Identification of histone modifications by using nano-UPLC-ESI-Q-TOF-MS/MS
Nano-LC-MS/MS and the protocol for identification of histone modifications were performed as is described in section 2.5. Briefly, histone peptides dissolved in 10 µL of loading buffer were separated and eluted using a linear gradient of mobile phase A (2% ACN, 0.1% FA) and mobile phase B (80% ACN, 0.1% FA) applied at a flow rate of 0.3 µL/min for 90 min. The gradient conditions were as follows: 10% to 40% mobile phase B at min 6–74, 40% to 99% mobile phase B at min 74.1–79, and finally, down to 10% mobile phase B within 1 min.

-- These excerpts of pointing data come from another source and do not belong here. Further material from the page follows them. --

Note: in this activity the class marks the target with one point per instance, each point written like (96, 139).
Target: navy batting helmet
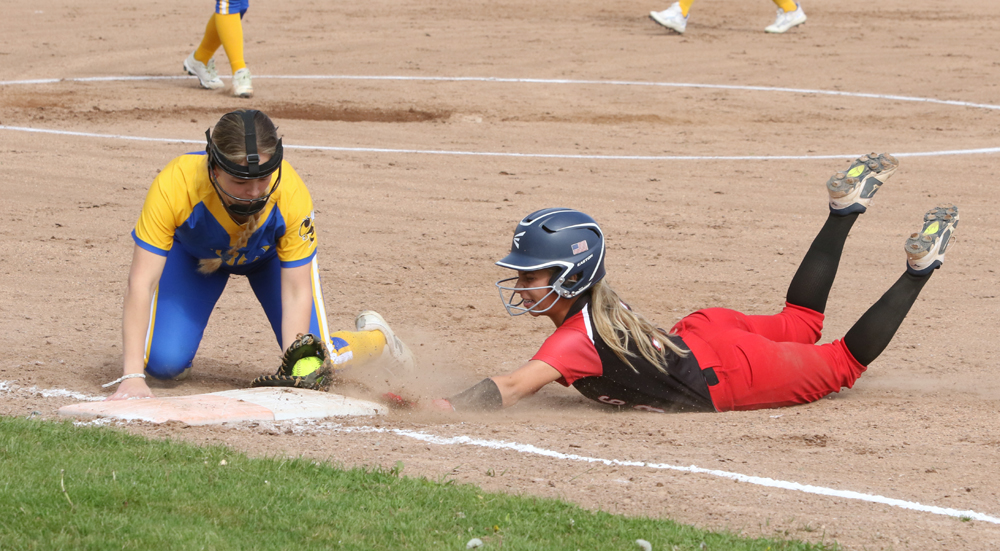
(565, 239)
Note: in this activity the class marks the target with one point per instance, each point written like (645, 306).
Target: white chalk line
(979, 151)
(301, 426)
(12, 386)
(740, 87)
(807, 91)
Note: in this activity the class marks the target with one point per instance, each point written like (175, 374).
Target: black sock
(871, 334)
(810, 287)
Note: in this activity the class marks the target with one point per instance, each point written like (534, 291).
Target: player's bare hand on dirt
(131, 388)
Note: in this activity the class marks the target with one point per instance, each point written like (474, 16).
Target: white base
(251, 404)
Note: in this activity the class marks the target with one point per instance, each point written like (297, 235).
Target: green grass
(126, 492)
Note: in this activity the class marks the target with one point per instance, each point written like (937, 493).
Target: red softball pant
(767, 361)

The MS parameters were as described in section 2.5. Label-free quantification was performed using the quantitation module of PEAKS X. Modified histone peptides were identified using PEAKS X through the following search parameters: parent mass error tolerance: 80.0 ppm; fragment mass error tolerance: 0.07 Da; enzyme: trypsin; maximum number of missed cleavages: 2; digestion mode: specific; fixed modifications: propionyl (N-term): 56.0; variable modifications: oxidation (M): 15.99, acetylation (K): 42.01, dimethylation (K): 28.03, methylation (K): 14.02, trimethylation (K): 42.05, propionyl (K): 56.03, deamidation (NQ): 0.98, propionylmethyl: 70.04; maximum number of variable PTMs per peptide: 9; reported number of peptides: 5; and data refine dependencies: 1, 4, 3, 2, 5, 6, 7, 8, 9, 10, 11, 12, 14, 13, 15, 16, 17, 19, 18, and 20. The quantification of histone modification was performed using the PEAKS DB database, which provided an overview of all peptides and histone modifications. The relative abundance of a given PTM resulting from single- or co-occurring PTMs was calculated by dividing its intensity by the sum of intensities for all modified and unmodified peptides sharing the same sequence and without missing values. Therefore, the given PTMs could have only a single datum. The quantification of each peptide of co-occurring PTMs on histone H3 was divided by the quantification of all modified and unmodified peptides to obtain a relative quantification of the histone H3 peptide and the crosstalk of PTMs on histone H3.
The concentrations of plasma epinephrine and CORT were analyzed using Student’s t test in the Statistical Analysis System (SAS) software68. The normality of the body temperature changes and relative values of DEPs and HPTMs were assessed using the normality test. Normally distributed data were analyzed using the least squares means procedure, whereas nonnormally distributed data were analyzed using the Kruskal–Wallis test.